The Vision Transformer (ViT) showed that the attention mechanism behind language models works for images too — without convolutions. By cutting an image into fixed patches and treating each as a token, ViT lets the same architecture model text and vision, which is exactly why it underpins today's multimodal systems.
Working principle
An image is divided into non-overlapping patches (e.g. 16×16 px). Each patch is flattened and linearly projected into a patch embedding; a learned positional embedding encodes location, and a special [CLS] token aggregates global information. The token sequence passes through transformer encoder blocks where multi-head self-attention lets every patch attend to every other, capturing long-range relationships a CNN's local receptive field misses.
Bridging vision and language
Multimodal models pair a ViT image encoder with a text encoder. CLIP trains both with a contrastive objective so matching image–text pairs sit close in a shared embedding space; vision-language models then feed ViT patch tokens directly into an LLM, letting it 'see'.
| Property | CNN | ViT |
|---|---|---|
| Core operation | Local convolution | Global self-attention |
| Inductive bias | Strong (locality) | Weak — learns from data |
| Data appetite | Moderate | Large (or strong pretraining) |
| Long-range context | Indirect (deep stacks) | Direct, from layer 1 |
| Multimodal fit | Needs adaptation | Natural token interface |
Key insightViTs are data-hungry because they lack the locality bias of CNNs. Large-scale pretraining (or hybrid conv-stem designs) is essential for them to match or beat CNNs.
Applications
- Image–text retrieval and zero-shot classification (CLIP-style)

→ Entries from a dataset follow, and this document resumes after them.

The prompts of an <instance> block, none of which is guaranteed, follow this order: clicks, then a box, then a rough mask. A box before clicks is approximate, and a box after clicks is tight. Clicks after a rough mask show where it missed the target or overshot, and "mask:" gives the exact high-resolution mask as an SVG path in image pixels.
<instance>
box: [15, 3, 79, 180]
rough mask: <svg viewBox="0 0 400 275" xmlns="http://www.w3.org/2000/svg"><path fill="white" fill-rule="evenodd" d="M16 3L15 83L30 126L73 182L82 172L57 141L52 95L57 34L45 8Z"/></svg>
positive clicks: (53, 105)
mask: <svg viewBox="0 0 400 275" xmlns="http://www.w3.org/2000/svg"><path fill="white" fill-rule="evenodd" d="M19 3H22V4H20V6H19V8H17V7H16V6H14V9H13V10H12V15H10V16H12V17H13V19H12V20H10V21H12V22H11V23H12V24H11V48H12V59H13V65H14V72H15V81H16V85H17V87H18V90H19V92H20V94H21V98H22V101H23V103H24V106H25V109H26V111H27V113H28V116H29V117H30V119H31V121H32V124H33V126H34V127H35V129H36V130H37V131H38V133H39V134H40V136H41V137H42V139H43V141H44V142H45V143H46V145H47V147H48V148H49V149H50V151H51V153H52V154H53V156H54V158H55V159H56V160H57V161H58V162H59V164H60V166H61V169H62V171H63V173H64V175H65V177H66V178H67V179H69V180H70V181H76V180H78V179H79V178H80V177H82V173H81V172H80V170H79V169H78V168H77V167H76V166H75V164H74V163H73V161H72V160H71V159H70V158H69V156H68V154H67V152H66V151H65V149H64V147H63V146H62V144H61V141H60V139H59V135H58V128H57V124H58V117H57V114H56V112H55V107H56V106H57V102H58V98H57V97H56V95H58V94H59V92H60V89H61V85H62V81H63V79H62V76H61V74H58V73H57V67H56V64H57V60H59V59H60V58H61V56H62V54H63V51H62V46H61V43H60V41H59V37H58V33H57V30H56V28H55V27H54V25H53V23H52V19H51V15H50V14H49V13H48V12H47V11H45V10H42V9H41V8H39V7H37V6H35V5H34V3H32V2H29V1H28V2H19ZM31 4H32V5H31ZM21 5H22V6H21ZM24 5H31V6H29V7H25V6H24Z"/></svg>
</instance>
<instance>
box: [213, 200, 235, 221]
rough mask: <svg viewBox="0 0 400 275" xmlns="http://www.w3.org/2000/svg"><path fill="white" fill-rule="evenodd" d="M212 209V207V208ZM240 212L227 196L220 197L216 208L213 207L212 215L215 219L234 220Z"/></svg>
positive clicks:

- Vision-language assistants that answer questions about images
- Medical imaging, remote sensing and document understanding
References & further reading
- Dosovitskiy et al., “An Image is Worth 16×16 Words: Transformers for Image Recognition at Scale,” ICLR 2021.
- Radford et al., “Learning Transferable Visual Models from Natural Language Supervision (CLIP),” ICML 2021.
- Vaswani et al., “Attention Is All You Need,” NeurIPS 2017.